Nas avançadas, cada um tem sua arma: a Argentina corre mais em transição (14,8 pontos de fast break contra 9,8 do Brasil) e converte mais após erros rivais (15,4 x 9,4). O Brasil responde com banco mais produtivo (20,2 x 19,8) e melhor aproveitamento geral. No garrafão, a briga é direta: ARG lidera em “points in the paint” (38,4 x 32), enquanto Caboclo é o pilar defensivo brasileiro.
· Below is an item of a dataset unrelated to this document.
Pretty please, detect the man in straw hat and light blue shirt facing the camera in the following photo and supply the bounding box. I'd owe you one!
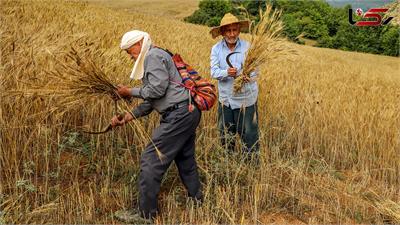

Histórico e cenário emocional
No confronto histórico recente exibido pela FIBA, a Argentina lidera por 25–17. Ainda assim, o Brasil guarda vitórias marcantes (Mundial 2014 e Sul-Americano 2016) e busca a revanche da decisão em 2022 com um núcleo que se mantém (Yago, Benite, Lucas Dias, Georginho). Para os argentinos, repetir o roteiro com Vildoza, Brussino e Prigioni é a meta.
Palpite
Jogo para posse a posse no quarto período. O Brasil tem elenco mais profundo e melhor eficiência de arremesso; a Argentina leva vantagem no controle do garrafão e na transição. Palpite: vitória apertada do Brasil, com Yago conduzindo o ataque e Caboclo decisivo na proteção do aro.